Parallel and distributed evolutionary algorithms have hitherto concentrated on techniques for maintaining a collection of sub-populations of genotypes, where each genotype is a complete encoding of a potential solution. In this paper we propose a different approach. We maintain a population of sub-solutions to the problem in hand, each of which can be evaluated independently. Each sub-solution is encoded in a chromosome and the genotype is a collection of chromosomes. We call it multi-chromosomal evolution (MCE).

We have evaluated this idea using a form of Genetic Programming (GP) called Cartesian Genetic Programming (CGP). This is a particularly suitable form of GP to tackle this investigation as CGP is well suited to problems having multiple outputs. MCE can be employed in problems where either multiple program outputs are required (e.g. multi-output digital circuits) or large problems can be subdivided into independent parts (e.g. spatial division of images into a collection of smaller image problems). We have investigated both these types of problems. The first type of problem we investigated was the evolution of multi-output combinational circuits. We compared the effectiveness of Multi-chromosome CGP with single chromosome CGP and show, in some cases, that we can solve problems with MCE which we could not solve with a single chromosome approach.

In a follow up to our comparative investigation of MCE and SCE, we report a case-study on the merits of MCE for locating potentially cancerous regions in mammograms. The single objective and spatial nature of images allows us to investigate and compare the effectiveness of a number of evolutionary mutation operators and evolutionary strategies. These allow chromosomes to be: swapped with their neighbours, swapped with other randomly chosen chromosomes, or even to replace other randomly chosen chromosomes. One of the additional benefits of MCE for this kind of problem is that one obtains a large number of CGP programs (in our case 256) that can be used in voting schemes to provide reliable and effective classification of malignancy.
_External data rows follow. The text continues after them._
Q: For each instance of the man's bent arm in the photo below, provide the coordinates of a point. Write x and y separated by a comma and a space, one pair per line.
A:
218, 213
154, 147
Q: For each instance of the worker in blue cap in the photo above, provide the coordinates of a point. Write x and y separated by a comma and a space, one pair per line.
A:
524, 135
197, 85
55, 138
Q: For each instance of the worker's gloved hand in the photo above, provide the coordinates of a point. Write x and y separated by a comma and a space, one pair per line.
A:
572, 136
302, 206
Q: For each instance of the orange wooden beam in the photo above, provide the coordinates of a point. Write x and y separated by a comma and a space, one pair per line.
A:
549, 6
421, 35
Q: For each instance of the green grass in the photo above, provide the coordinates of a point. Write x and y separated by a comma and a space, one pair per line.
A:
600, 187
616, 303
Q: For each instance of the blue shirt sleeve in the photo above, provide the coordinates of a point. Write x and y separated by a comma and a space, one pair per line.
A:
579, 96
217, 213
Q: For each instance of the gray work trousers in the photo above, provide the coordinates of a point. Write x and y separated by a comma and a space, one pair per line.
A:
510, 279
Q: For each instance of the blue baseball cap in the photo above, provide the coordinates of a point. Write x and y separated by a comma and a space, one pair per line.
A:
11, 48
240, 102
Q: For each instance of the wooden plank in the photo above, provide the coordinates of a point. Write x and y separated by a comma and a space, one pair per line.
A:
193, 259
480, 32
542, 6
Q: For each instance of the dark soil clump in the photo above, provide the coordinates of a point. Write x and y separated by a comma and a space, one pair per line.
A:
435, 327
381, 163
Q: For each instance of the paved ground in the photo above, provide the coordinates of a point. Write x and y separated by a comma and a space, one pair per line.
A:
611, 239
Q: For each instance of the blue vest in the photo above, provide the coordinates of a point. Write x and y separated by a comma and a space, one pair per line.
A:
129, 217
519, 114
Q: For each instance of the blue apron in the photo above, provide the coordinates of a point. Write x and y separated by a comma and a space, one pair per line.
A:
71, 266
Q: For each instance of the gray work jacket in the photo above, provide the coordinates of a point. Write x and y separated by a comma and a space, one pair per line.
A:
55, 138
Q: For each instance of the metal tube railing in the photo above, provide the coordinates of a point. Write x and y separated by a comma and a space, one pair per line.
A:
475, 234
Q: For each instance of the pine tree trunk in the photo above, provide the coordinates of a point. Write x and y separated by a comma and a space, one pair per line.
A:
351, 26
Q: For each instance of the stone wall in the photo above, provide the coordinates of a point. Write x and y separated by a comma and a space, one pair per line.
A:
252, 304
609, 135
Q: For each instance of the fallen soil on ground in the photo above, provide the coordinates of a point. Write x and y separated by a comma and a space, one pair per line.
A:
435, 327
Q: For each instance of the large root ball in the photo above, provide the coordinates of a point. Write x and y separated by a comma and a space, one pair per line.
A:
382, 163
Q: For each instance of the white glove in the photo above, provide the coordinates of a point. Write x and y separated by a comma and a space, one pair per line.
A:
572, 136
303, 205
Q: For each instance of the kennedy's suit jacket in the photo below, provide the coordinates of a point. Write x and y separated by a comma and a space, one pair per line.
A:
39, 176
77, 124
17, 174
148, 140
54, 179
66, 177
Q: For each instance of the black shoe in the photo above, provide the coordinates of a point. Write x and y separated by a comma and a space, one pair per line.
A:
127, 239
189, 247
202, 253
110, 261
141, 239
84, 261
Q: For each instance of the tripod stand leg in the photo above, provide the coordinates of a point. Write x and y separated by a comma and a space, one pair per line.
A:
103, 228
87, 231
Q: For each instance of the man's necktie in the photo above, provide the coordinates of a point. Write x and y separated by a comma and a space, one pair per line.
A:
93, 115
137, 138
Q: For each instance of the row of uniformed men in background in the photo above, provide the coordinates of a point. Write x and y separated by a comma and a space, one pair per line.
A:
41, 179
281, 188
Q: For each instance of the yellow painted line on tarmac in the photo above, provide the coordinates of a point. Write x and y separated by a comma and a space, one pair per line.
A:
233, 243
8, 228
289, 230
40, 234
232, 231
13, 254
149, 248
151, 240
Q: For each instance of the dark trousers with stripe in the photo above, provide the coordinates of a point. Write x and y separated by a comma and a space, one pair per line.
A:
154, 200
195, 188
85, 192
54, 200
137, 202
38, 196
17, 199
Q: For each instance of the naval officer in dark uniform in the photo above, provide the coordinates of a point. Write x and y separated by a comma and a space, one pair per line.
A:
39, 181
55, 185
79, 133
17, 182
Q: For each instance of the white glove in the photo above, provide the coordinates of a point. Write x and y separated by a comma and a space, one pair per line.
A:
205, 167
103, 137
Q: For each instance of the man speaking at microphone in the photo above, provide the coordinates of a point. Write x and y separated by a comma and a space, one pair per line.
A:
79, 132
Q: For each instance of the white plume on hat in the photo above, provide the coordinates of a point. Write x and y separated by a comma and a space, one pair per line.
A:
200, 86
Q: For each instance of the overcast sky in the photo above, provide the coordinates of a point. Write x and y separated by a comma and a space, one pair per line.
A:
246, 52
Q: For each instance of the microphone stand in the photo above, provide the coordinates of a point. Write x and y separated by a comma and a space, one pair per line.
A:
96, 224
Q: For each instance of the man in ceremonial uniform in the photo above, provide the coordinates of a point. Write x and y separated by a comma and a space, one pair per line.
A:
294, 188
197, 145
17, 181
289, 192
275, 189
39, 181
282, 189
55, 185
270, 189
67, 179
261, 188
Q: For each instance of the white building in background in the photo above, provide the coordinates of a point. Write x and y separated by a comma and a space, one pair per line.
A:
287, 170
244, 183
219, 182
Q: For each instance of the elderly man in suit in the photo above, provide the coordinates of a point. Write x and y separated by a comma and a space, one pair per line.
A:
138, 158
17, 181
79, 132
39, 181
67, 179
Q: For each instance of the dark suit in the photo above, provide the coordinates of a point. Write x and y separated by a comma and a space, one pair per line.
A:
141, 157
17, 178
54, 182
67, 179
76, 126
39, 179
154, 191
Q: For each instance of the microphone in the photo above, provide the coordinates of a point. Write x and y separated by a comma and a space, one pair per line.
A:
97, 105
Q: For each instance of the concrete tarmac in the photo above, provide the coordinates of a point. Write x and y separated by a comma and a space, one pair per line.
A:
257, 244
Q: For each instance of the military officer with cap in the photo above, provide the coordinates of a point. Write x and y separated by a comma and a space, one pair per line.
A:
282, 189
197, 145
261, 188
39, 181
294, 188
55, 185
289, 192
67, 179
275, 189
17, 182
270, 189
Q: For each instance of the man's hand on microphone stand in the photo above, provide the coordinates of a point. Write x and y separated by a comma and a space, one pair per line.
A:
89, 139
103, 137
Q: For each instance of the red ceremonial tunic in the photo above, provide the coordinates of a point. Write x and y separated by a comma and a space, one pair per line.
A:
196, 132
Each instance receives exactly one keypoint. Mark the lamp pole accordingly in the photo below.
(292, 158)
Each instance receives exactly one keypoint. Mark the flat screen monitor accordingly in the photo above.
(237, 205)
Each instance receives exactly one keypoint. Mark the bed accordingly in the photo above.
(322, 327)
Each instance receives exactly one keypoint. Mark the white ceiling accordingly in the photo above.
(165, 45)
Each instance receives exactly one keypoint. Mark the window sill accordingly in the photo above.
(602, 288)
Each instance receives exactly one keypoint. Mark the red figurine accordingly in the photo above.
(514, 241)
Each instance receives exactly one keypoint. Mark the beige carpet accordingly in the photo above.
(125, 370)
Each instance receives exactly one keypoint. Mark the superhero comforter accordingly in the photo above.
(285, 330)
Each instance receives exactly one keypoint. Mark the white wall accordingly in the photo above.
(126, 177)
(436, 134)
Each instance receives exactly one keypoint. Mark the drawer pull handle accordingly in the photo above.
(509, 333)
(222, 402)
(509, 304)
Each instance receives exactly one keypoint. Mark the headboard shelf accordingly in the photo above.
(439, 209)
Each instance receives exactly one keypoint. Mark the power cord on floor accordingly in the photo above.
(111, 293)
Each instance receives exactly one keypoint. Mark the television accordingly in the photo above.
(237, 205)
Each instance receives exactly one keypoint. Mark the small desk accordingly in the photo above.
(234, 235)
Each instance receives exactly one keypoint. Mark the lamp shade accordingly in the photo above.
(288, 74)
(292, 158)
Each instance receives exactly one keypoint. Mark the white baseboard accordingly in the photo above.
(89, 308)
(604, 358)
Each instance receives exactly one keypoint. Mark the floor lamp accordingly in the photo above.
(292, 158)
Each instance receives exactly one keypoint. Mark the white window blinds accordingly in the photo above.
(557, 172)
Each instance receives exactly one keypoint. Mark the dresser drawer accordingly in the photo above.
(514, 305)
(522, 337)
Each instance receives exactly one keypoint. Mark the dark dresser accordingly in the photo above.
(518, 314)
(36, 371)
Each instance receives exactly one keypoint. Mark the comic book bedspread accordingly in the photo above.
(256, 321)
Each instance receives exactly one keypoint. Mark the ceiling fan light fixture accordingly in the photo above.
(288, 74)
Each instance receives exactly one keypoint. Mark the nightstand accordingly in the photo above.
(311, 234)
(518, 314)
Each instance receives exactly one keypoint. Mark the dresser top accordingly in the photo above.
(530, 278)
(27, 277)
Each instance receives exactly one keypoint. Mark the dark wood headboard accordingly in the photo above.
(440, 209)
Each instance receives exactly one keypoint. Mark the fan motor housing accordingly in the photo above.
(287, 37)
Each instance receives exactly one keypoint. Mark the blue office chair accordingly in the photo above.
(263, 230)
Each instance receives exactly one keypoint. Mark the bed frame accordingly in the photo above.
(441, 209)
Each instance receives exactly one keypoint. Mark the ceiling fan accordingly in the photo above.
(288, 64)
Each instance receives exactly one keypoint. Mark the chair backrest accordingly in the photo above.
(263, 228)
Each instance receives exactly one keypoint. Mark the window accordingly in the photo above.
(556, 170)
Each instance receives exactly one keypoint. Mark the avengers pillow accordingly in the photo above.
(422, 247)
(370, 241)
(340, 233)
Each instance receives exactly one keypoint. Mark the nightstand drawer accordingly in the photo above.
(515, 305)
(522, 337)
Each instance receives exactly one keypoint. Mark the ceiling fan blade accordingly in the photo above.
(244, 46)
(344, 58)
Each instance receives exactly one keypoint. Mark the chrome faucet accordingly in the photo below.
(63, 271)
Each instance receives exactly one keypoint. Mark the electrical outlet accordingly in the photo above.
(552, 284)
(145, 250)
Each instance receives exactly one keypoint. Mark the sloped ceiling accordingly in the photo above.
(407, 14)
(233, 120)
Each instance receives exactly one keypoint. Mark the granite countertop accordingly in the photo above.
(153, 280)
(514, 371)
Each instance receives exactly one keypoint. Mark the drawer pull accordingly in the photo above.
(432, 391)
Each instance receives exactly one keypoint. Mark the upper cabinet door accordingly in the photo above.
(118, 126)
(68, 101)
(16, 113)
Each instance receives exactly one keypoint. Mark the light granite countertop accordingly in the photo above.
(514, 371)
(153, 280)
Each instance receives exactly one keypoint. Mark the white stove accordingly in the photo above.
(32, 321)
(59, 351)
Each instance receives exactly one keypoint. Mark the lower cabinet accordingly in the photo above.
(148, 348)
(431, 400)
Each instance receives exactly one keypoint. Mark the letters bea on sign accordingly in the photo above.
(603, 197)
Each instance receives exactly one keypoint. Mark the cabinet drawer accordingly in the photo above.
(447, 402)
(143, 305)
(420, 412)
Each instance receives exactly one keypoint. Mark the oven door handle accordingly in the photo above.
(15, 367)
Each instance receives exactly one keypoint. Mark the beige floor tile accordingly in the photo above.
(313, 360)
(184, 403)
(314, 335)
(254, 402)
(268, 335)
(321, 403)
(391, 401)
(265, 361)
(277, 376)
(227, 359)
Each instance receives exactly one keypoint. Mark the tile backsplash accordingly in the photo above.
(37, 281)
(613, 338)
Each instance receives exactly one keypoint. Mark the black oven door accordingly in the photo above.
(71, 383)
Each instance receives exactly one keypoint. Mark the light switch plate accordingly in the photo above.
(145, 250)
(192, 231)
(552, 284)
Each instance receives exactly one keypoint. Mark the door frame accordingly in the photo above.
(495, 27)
The plan for the paper is as follows: Sect. 2 gives an overview of multi-chromosomal approaches in evolutionary computation and also explains the CGP method. In Sect. 3 we describe the multi-chromosome approach we have used for the evolution of digital circuits and the classification of malignancy in mammograms. The details of our experimental methodologies are given in Sect. 4. Experimental results are presented and analysed for digital circuits in Sect. 5. Section 6 describes experimental results and analysis for classification of mammograms. Section 7 provides conclusions and some suggestions for future work.

2 Background

2.1 Multiple chromosomes in genetic programming

Multiple chromosomes have been used in a number of ways within GP. One of the first was by Hillis [15], who co-evolved genotypes comprising fifteen pairs of chromosomes, to produce minimal sorting networks that were capable of outperforming human designs. Mayer and Spitzlinger [22] used a multi-chromosome genotype when investigating a biologically inspired, two-stage crossover operator, which combined a multi-point crossover with chromosome shuffling. The aim of the crossover operator was to produce offspring that inherit chromosomes from a number of parents in the population. Although the approach performed well, there was no overall advantage over a single chromosome approach using a 2-point crossover, on the optimisation problems tested. Cavill et al. [3–5] also discovered that the use of multiple chromosomes, and also having multiple copies of chromosomes within the representation is advantageous to evolution on symbolic regression problems. Using a two-stage crossover operator, similar chromosomes from two parents are paired using chromosome shuffling and then a n-point crossover is used to exchange material between the pairs of chromosomes.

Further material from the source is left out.